I always think the best columns are those that don’t tell you what you already know or flatter your existing prejudices (Mr. Albom’s territory), or even those that make you think of something you hadn’t before (which is still a pretty good column), but those that make you think YES THIS IS EXACTLY IT and it’s something that was right in front of you all the time. Like those 3D puzzles where you have to find the dolphin in the pattern. You let your eyes swim out of focus, and then the dolphin is right there.
Today, that distinction goes to Monica Hesse at the Washington Post, writing about the infamous picture from Baraboo High School, of the Nazi-saluting kids, taken last spring at the prom.
On Monday, this photo surfaced online (under the hashtag #BarabooProud) and immediately went viral. The photographer later maintained he’d merely asked the boys to wave, though the gesture didn’t resemble a wave made by any hand-possessing human. In response to an outpouring of outrage, the superintendent issued a statement: “We want to be very clear. The Baraboo School District is a hate-free environment.”

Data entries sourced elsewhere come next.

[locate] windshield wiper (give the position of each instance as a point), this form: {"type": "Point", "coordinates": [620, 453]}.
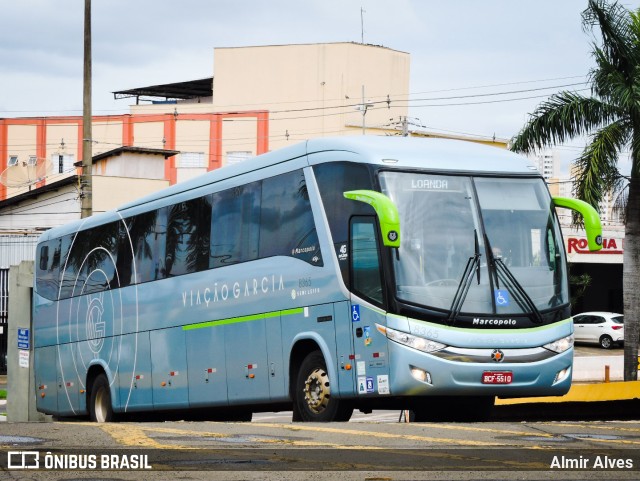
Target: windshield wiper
{"type": "Point", "coordinates": [473, 264]}
{"type": "Point", "coordinates": [502, 273]}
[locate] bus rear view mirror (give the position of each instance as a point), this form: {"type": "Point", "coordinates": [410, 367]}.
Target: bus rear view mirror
{"type": "Point", "coordinates": [386, 211]}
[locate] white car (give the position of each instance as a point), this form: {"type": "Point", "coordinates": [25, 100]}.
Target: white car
{"type": "Point", "coordinates": [604, 328]}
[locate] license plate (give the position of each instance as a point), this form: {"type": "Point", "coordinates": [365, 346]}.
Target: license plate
{"type": "Point", "coordinates": [497, 377]}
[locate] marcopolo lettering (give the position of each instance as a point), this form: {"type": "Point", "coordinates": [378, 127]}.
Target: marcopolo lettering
{"type": "Point", "coordinates": [494, 322]}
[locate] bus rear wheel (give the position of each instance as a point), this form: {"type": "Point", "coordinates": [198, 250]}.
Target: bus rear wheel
{"type": "Point", "coordinates": [100, 408]}
{"type": "Point", "coordinates": [313, 401]}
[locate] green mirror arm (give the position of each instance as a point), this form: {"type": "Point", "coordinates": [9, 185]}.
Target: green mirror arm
{"type": "Point", "coordinates": [386, 211]}
{"type": "Point", "coordinates": [591, 219]}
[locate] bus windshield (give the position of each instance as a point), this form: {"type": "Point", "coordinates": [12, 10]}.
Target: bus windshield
{"type": "Point", "coordinates": [492, 245]}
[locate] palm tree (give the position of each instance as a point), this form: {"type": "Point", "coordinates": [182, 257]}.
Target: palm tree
{"type": "Point", "coordinates": [611, 119]}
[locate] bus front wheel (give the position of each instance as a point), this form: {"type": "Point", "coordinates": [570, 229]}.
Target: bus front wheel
{"type": "Point", "coordinates": [100, 408]}
{"type": "Point", "coordinates": [313, 399]}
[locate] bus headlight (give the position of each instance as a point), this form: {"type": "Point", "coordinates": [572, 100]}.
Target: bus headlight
{"type": "Point", "coordinates": [560, 345]}
{"type": "Point", "coordinates": [406, 339]}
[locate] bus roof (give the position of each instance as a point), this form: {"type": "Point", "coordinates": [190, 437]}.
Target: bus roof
{"type": "Point", "coordinates": [395, 152]}
{"type": "Point", "coordinates": [413, 152]}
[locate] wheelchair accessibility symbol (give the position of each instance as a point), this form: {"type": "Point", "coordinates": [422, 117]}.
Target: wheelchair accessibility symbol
{"type": "Point", "coordinates": [502, 297]}
{"type": "Point", "coordinates": [355, 313]}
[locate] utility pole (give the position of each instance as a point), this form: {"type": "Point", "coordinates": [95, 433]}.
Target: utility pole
{"type": "Point", "coordinates": [86, 184]}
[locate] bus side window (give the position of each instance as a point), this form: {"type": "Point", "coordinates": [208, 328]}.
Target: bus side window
{"type": "Point", "coordinates": [148, 233]}
{"type": "Point", "coordinates": [188, 233]}
{"type": "Point", "coordinates": [48, 269]}
{"type": "Point", "coordinates": [235, 225]}
{"type": "Point", "coordinates": [366, 277]}
{"type": "Point", "coordinates": [287, 226]}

If this response sounds familiar, it’s because it echoes the bland assurances recited by officials whenever poison bubbles up in America.
…So, to the Baraboo superintendent: If your defense is, “We’re a hate-free environment,” but there’s a photo of 60 of your students Sieg Heil-ing on the steps of the county courthouse, then maybe you should consider the possibility that you are, in fact, a hate-filled environment.
Maybe it hit home because it has happened a few times around here, particularly before kids realized that social media is not a private affair. There were some kids who wrote “I (heart) n*ggers” on their bodies, took pictures and sent them around, then seemed amazed that they ended up on the 6 o’clock news. There was another closer to the 2016 campaign, where they shot video of themselves being racist.
Here, as in Baraboo, the reaction was exactly the same: This isn’t who we are! And, to be sure, it isn’t who most people are, at least not out loud and in public. However, anyone who denies the casual racism that percolates in suburban and rural communities — hell, in pretty much all communities — isn’t paying attention.
I think a lot of people would like to believe they live in a hate-free environment simply because they won’t let their children drop n-bombs at the dinner table, but as Hesse says, when 60 kids will sieg heil on command, either you’re not teaching them what it means, or, option B, they think it’s no big deal.
And that’s a big deal. That’s the dolphin in the 3D puzzle.
Hesse’s columns are really good. Find them here.
And that will be it for me today, for lo, though the week is still young, it has me feeling very old. Gotta eat more protein tomorrow. Carbs are poison.